Just a few weeks earlier, I had seen what still remains one of the amazing sights of my life.  I was flying back to La Guardia Airport in New York on the Fourth of July, after the Chicago Comic Con, when as the plane approached Queens, we were flying above the fireworks. Watching such displays from this new perspective, is extraordinary.

Firework shows at sports stadiums can also well be worth your time. There are great exhibitions where you can tip one’s head back in your seat, and easily pretend that you are somehow immersed in some sudden series of nebula… (Often the shows are provided gratis, as a bonus, after a ballgame.)

Yesterday, I texted some local friends in my new neighborhood of Franklin Square, Long Island, to see if there was a fireworks show nearby.  Everyone said that if I was lucky, there’d be fireworks on my street.

And they were right.

About nine P.M., as I walked out my door, and down the path, there were clusters of meteoric wonder to all corners of the wind, and just a few houses away from me…  There were a variety of holiday colors that simply didn’t exist, once upon a time; in a fiery cascade that couldn’t help but thrill me.

I came back in after a while, to catch some baseball, and write some of these words…  I think I’ll be going back out again,  in just a little while to catch what’s usually a late night encore.

I’m always surprised when some science fiction fans I’ve met are not fond of fireworks.

Was this not, after all, the beginning of the space age?

 

6 thoughts on “For Tonight, the Fourth

  1. A good shot of my old friends Charlie Hawse and Chuck, now Chip (Charles!) Nanco, circa the late 1970s, early 1980s (courtesy Mr. Nanco!)… Both were regulars on the New York comics and science fiction convention scene, for at least a few years, beginning in the mid 1970s! (The LSH you’ll see mentioned in Chip’s comments section, is THE LEGION OF SUPER HEROES, DC Comics’ science fiction title…)

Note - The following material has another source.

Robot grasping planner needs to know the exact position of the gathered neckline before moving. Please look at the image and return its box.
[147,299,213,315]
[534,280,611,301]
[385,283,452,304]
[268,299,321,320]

    https://www.facebook.com/photo.php?fbid=586503291369394&set=t.100000291844878&type=3&theater

  2. I live in Australia where non professional fireworks are illegal for most of the year, and not that easy to come by for the rest of it. I have lived here for 25 years, but I was born in the UK and you’ve just made me substantially nostalgic for Guy Fawkes Night…

  3. As the red matte covers blow down the streets on this sun drenched day, in which yesterday’s rains are but a memory–

    (!)

    (The crimson papers being all that’s left of the evening’s fireworks…)

    I’m compelled to add one more detail.

    As my friend and I were driving back north on I-95, after picking up the fireworks… These were the last days of July.

    The back of his van was filled to its brim with merchandise (posters, and photos, and comics and magazines and paperbacks, and bubblegum cards from decades past). The only spot for the fireworks–carefully bagged, to be sure–was crammed towards the top, against the side of the metal walls.

    As the highway unfurled before us, dappled by the fun and the history of millions of other cars going somewhere, we both suddenly wondered–

    And 3 Stooges music may have been playing somewhere in our minds–

    What would happen if the metal of the car got too hot?

    Could the heat from this beautiful day cause the fireworks to ignite?

    We pulled over, under some South Carolina shade, and opened the side doors.

    The walls remained cool to the touch.

    Modern technology, thank goodness, riding along with some mid-summer dreams.

  4. Hmm… That should have been “dappled by the sun.” But perhaps “dappled by the fun,” is just as appropriate! 😉

  5. Now I want to book a flight on the fourth just to see the fireworks from the sky. Sounds fantastic.